I know, I know. The time for festivity has passed; we are all supposed to be resolved to salads and elliptical trainers and finally finding the floor in our apartment under that mountain of dirty clothes. But perhaps you need a cold-weather indulgence, even in January.

Perhaps your best friends are visiting, all the way from California and Connecticut. That’s an occasion worth celebrating. You need a glass of sparkling wine and these delicious spring rolls, a few hours to catch up together, preferably in the kitchen. (Followed by a few rounds of Taboo, because you’ve known each other so long and so well that you clearly make the best team ever, and the boys you play against won’t know what hit ‘em.)

My friend Laura and her husband Adam hosted this lovely party featuring recipes they learned at a Thai cooking school on their honeymoon.
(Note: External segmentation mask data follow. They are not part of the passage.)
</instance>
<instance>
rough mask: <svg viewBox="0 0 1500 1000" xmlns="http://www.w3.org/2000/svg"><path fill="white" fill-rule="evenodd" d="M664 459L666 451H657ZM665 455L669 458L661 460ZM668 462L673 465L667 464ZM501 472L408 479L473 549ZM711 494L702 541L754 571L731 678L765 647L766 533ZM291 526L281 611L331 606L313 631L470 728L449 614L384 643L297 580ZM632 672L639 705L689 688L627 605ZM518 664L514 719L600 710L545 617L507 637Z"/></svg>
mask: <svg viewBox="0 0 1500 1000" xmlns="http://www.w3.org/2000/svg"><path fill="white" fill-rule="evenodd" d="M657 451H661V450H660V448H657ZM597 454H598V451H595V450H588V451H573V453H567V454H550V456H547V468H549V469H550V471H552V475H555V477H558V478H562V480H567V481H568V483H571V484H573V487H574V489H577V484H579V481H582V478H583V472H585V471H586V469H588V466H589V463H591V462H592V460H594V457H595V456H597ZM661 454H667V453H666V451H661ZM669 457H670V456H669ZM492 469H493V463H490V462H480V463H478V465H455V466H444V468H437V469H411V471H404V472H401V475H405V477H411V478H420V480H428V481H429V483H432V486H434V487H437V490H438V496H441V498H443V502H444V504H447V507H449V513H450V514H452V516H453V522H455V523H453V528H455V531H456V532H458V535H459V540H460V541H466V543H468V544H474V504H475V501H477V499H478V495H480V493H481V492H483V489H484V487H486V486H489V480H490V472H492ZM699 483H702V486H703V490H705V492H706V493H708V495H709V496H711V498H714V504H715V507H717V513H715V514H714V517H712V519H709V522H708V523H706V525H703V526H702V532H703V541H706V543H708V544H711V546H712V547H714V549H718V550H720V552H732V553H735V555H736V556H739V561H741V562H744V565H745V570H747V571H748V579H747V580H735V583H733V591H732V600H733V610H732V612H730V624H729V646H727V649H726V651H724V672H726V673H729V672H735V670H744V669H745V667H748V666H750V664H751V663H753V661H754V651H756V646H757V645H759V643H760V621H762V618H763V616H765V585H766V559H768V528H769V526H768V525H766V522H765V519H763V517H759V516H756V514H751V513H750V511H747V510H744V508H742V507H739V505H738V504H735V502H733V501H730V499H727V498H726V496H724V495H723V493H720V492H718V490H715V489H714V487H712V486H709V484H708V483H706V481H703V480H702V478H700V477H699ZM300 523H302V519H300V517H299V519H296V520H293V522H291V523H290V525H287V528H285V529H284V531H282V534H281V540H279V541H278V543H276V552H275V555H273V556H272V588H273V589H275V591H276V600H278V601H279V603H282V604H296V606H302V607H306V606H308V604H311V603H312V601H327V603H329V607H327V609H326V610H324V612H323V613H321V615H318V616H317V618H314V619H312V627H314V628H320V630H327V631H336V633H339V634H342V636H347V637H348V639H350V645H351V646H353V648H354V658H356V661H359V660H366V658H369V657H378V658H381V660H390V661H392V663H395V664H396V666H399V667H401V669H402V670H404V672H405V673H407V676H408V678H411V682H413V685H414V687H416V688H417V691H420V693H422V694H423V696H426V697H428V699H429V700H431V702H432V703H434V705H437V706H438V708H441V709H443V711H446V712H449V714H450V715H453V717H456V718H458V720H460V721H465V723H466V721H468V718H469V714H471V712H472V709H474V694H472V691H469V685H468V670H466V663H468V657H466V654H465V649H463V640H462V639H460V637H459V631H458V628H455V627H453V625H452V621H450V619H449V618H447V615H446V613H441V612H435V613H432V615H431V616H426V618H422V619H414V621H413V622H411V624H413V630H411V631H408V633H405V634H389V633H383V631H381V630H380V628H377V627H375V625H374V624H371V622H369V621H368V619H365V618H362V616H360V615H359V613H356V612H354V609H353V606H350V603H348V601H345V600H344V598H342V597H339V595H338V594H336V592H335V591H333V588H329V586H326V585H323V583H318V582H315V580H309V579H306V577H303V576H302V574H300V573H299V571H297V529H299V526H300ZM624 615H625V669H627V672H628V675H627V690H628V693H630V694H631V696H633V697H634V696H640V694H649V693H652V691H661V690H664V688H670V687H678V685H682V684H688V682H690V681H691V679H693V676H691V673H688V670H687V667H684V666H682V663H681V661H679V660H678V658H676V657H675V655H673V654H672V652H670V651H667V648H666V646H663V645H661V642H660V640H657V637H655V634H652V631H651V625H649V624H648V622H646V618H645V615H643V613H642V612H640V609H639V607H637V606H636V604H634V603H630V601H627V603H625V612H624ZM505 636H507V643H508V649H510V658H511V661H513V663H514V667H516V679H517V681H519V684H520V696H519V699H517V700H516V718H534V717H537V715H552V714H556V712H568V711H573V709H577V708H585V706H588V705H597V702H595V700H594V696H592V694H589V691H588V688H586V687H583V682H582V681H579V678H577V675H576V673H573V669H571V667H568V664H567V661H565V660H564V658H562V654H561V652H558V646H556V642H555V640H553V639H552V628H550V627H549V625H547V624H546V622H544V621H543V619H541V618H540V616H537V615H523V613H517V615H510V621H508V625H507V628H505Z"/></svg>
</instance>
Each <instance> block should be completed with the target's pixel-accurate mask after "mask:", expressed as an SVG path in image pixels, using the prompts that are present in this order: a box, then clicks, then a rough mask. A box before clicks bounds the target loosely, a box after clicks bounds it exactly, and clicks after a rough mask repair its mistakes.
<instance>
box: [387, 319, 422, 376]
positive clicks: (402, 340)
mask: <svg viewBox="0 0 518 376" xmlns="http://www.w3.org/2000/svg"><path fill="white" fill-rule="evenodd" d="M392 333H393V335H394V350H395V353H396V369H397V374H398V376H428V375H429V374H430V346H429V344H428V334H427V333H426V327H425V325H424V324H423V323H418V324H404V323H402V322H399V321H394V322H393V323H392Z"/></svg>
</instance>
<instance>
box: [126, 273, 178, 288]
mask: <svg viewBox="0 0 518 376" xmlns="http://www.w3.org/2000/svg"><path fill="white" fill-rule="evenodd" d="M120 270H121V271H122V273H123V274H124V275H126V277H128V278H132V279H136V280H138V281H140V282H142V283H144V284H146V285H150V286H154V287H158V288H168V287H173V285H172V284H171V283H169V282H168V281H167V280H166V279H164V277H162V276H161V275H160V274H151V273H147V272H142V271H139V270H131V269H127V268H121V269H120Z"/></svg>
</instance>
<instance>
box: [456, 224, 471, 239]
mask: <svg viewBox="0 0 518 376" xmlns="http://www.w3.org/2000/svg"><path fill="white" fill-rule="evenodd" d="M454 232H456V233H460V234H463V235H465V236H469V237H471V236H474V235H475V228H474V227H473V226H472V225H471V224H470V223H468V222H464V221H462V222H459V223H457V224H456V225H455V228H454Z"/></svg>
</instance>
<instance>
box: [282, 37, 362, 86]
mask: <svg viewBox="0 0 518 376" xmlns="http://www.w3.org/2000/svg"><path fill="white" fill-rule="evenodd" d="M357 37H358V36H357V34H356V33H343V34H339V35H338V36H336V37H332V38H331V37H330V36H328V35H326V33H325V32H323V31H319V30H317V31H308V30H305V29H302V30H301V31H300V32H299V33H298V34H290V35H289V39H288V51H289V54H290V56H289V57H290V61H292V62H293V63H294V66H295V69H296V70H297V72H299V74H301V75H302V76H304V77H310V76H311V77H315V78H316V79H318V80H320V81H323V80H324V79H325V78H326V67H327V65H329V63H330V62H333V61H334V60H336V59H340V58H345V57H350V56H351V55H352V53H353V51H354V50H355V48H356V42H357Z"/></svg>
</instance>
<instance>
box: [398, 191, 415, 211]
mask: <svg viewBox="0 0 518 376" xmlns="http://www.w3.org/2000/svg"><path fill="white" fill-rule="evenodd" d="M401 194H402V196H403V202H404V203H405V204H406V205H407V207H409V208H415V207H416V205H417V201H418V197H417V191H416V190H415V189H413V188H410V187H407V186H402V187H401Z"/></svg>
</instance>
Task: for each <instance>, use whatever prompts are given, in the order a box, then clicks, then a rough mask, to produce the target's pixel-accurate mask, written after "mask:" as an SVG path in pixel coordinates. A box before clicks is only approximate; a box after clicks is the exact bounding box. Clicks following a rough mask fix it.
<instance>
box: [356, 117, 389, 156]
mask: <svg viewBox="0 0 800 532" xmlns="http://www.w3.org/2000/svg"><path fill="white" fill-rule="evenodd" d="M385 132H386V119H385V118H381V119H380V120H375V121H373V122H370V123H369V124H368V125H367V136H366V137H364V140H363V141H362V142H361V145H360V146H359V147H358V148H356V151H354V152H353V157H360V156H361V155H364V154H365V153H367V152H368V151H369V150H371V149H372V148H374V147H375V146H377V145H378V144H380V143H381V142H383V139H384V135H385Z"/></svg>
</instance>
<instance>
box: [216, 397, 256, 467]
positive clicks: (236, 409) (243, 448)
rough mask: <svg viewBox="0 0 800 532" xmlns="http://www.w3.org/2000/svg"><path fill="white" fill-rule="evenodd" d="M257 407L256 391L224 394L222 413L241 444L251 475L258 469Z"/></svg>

These spring rolls were great for a group effort—Laura and Adam had the filling all ready for us to help with rolling. (Then Adam did the frying while the rest of us gossiped and looked at photo albums.)

This spring roll recipe is vegetarian, filled with glass noodles, bean sprouts, shitake mushrooms, and julienned carrots, but you could probably add whatever you desire—barely-cooked shrimp? Ribbons of sauteed pork? Matchsticks of extra-firm tofu?

While they’re not exactly healthy, these rolls are fun for a special occasion—and being together with your very favorite people is certainly something worth celebrating.